AI Sample 2 focuses on returns with a higher likelihood of a large tax change after an audit, aligning with the IRS’s strategic goals.

Goals of AI Implementation: According to the IRS, the redesigned sample should increase efficiency by reducing operational costs of measuring noncompliance, making better use of historical compliance data, and increasing the frequency of updates to the models and estimates. The use of AI is also intended to make better use of all available compliance data, and increase the speed of learning and improvement of risk models.

Documentation: The IRS has multiple documents detailing the AI models, but they are not yet complete. For example, documents do not specify how data should be divided before being run through the models. Additionally, documentation is lacking on how and when to update the AI models, and how to assess model performance. The lack of complete documentation poses risks to the consistent and appropriate implementation of the models, and makes it more difficult to retain knowledge if staff turnover occurs.

Evaluation: The IRS plans to evaluate the new AI sample selection process by monitoring metrics like the no-change rate of audits, average tax adjustment by sample group, and audit case outcomes by sample group. However, the IRS has not developed specific performance targets for these metrics.

Transparency and Accountability: The use of AI in audit selection introduces unique challenges in promoting accountability because the inputs and operations of the models are not visible to the user, so documentation is especially important. The IRS has established governance policies to create trust in the use of AI through responsible practices, including a formal AI governance process and an AI use case inventory.

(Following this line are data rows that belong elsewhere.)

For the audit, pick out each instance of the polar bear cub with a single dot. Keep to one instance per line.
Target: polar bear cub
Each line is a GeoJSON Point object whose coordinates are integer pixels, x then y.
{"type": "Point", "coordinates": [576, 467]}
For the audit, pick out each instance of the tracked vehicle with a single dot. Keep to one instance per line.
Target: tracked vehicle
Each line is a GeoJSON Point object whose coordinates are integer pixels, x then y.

Minimum Practices: The IRS must also ensure that the use of AI follows specific minimum practices, especially for systems considered ‘safety-impacting’ or ‘rights-impacting’. The IRS’s AI governance policies are designed to incorporate these minimum practices, including AI impact assessments, real-world performance testing, and ongoing monitoring.

Redesign Goals: The redesign of the NRP includes goals such as reducing the number of NRP cases each year by improving sample selection, automating some administrative processes, and leveraging historical data to train AI models.

The IRS is working to balance AI innovation with risk mitigation by establishing a robust governance framework, maintaining an inventory of AI use cases, and implementing minimum practices for the use of AI. Despite these efforts, the IRS faces challenges in fully documenting and evaluating its AI models.